Site information
- Type: Military airfield
- Controlled by: United States Army Air Forces

Location
- Coordinates: 35°33′05.20″N 000°26′53.59″W﻿ / ﻿35.5514444°N 0.4482194°W

Site history
- Built: 1942
- In use: 1942-1943

= Sainte-Barbe du Tlélat Airfield =

Algerian WW2 military airfield

Sainte-Barbe du Tlélat Airfield was a World War II military airfield in Algeria near the city of Oued Tlélat.

The airfield was a temporary facility used by the United States Army Air Force Twelfth Air Force during the North African Campaign against the German Afrika Korps.
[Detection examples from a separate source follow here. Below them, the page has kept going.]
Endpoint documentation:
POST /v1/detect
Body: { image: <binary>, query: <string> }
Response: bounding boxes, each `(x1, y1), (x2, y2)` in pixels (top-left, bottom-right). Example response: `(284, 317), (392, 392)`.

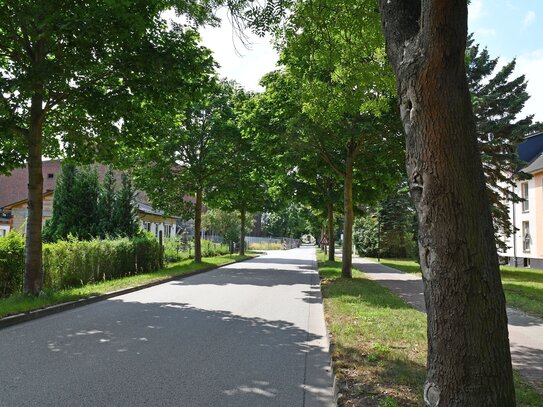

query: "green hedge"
(0, 232), (25, 297)
(164, 239), (229, 262)
(0, 233), (162, 296)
It was the home of the 27th Fighter Group from 26 December 1942 until mid-January 1943, which flew A-20 Havoc light bombers.

The airfield consisted of grass or Pierced Steel Planking runways and parking and dispersal areas, with support structures were quickly constructed out of wood or tents, along with (if needed) a temporary steel control tower. Six-man tents were used for billeting, lined up in rows with the orderly room and the mess hall at one end. There was one, dimly lit, light bulb at the center of each tent. The tent floor was grass or more commonly, dirt. Eventually plywood was scavenged for flooring; wooden cots were used for beds, and ubiquitous 55-gallon drums were converted into a heater/stove and other uses.

The ground echelon of the 301st Bombardment Group also was assigned to the airfield in December 1942 and the airfield was dismantled in March 1943. Today, there is little or no evidence of the airfield, with the land now used in agriculture.